In 1951, Charlotta Bass sold the paper to Loren Miller, an attorney and former Eagle reporter, and in an issue dated April 26, announced her resignation in her personal column, "On The Sidewalk."
Bass devoted her remaining years to politics. In 1952 she became the first black woman to run for national office as the Progressive Party's Vice Presidential candidate.
In the ensuing years under Loren Miller's stewardship, The Eagle continued to press for the complete integration of African Americans in every sector of society, and to protest all forms of Jim Crow. Among Miller's primary civil rights concerns were housing discrimination, police brutality, and discriminatory hiring practices in the police and fire departments.
In 1964, Miller sold the paper to 14 local investors in order to accept a judgeship, and under the new ownership the paper deteriorated rapidly. The Eagle presses were forced to shut down on July 7, 1964.
Four years later on April 12, 1969, Charlotta Bass died of a cerebral hemorrhage at the age of 95, but not before, as she remarked in her biography Forty Years: Memoirs From the Pages of A Newspaper, "noting the triumphant emergence of the Negro as a top contender for honors in all fields."
Bass, Charlotta. Forty Years: Memoirs from the Pages of A Newspaper: 1960. (Self-published Manuscript Available at Southern California Research Library and through interlibrary loan.)
Gill, Gerald R. "Win or Lose-We Win: "The 1952 Vice Presidential Campaign of Charlotta A. Bass." in The Afro-American Woman: Struggles and Images. Hartley, Sharon and Rosalyn Terborg-Penn, eds. Baltimore, MD: Black Classic Press, 1997, 1978.
Hardy, Gayle J. American Women Civil Rights Activists: Biobibliographies of 68 Leaders, 1825-1992. Jefferson, NC: McFarland, 1993.
Jeter, James Phillip, Ph.D. Rough Flying: The California Eagle - (1879-1965) (AJHA Convention Paper)

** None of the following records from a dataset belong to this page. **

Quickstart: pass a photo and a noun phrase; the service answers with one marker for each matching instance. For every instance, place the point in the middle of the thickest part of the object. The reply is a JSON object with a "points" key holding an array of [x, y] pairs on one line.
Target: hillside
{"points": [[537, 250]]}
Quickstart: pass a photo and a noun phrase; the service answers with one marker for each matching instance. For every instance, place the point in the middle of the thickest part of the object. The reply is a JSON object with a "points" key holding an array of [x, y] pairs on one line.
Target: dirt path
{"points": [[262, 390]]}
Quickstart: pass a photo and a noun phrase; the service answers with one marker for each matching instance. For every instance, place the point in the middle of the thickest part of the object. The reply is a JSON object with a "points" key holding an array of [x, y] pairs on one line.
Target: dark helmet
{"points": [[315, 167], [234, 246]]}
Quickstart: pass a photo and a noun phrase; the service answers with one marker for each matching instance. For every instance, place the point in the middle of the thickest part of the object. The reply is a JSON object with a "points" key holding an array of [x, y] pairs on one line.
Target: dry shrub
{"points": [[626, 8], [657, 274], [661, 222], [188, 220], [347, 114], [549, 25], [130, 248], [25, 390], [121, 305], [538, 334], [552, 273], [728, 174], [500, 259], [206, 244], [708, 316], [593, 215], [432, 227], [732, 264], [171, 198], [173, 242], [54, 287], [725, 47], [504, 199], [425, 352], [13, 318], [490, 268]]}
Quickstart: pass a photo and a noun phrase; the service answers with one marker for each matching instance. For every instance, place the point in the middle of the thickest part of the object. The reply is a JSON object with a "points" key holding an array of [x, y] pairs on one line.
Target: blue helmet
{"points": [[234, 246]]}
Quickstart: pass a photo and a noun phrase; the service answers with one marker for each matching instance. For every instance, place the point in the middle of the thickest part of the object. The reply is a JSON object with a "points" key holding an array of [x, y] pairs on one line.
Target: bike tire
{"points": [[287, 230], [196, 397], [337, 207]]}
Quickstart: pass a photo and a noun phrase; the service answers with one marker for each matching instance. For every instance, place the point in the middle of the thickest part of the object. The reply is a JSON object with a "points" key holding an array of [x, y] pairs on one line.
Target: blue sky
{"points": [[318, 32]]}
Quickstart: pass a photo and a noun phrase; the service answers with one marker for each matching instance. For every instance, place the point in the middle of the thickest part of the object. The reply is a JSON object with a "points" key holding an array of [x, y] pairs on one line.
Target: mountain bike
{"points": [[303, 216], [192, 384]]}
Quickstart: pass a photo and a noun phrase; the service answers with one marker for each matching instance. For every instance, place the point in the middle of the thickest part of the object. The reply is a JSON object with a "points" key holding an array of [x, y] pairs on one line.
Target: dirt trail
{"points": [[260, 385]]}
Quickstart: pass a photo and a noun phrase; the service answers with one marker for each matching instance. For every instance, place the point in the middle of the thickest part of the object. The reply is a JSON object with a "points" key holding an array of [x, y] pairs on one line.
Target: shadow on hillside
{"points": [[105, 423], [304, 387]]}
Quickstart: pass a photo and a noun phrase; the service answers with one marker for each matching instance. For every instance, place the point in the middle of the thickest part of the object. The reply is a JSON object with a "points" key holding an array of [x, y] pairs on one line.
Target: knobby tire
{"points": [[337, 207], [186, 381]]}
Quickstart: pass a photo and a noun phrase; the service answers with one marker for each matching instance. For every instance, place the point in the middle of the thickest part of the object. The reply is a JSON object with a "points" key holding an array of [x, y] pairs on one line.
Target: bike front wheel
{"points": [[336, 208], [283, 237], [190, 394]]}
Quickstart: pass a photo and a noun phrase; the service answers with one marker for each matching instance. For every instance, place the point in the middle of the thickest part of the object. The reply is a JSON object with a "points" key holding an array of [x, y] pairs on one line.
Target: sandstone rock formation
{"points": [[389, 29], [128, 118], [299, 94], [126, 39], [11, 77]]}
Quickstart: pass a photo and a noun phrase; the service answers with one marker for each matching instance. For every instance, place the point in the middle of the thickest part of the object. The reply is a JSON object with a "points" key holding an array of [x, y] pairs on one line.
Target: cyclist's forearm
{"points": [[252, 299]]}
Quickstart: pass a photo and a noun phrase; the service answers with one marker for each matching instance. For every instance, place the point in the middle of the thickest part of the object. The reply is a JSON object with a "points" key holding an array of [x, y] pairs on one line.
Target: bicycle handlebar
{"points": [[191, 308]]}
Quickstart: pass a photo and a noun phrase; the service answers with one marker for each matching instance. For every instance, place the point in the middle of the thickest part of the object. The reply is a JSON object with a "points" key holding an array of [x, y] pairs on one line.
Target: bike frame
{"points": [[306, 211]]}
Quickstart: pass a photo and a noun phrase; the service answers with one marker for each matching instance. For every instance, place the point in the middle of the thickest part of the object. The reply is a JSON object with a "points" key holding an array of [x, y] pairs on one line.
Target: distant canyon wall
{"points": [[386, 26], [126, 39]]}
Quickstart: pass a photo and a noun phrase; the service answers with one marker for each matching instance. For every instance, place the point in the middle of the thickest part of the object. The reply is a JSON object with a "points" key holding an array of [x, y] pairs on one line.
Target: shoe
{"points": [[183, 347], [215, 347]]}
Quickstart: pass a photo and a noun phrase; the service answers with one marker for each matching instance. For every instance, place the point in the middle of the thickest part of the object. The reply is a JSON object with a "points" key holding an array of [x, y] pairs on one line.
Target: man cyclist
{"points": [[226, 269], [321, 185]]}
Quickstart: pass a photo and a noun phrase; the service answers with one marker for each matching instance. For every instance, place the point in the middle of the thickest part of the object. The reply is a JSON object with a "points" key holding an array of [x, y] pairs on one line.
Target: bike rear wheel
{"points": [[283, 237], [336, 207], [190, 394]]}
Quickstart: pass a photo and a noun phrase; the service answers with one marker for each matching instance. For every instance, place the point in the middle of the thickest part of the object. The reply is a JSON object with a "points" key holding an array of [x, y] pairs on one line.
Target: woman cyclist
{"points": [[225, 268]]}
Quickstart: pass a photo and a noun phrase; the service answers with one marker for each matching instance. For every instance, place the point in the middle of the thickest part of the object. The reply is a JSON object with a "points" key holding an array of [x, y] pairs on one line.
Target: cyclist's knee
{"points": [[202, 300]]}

Streitmatter, Rodger. Raising Her Voice: African American Women Journalists Who Changed History. Kentucky: The University Press of Kentucky, 1994.
Charlotta A. Bass Papers and Manuscript Collection located at Southern California Library for Social Studies and Research, Los Angeles, CA. Comprised of six boxes of Bass' personal correspondence, campaign literature, book manuscript, and speeches.
40 newspaper and magazine articles located in "Charlotta Bass" clipping file, Schomburg Center for Research in Black Culture, New York. NY.
Seven articles in "Charlotta Bass" vertical file held at Moorland-Spingarn Research Center, Howard University, Washington, DC.
Microfilm available at the Schomburg Center for Research in Black Culture, New York Public Library.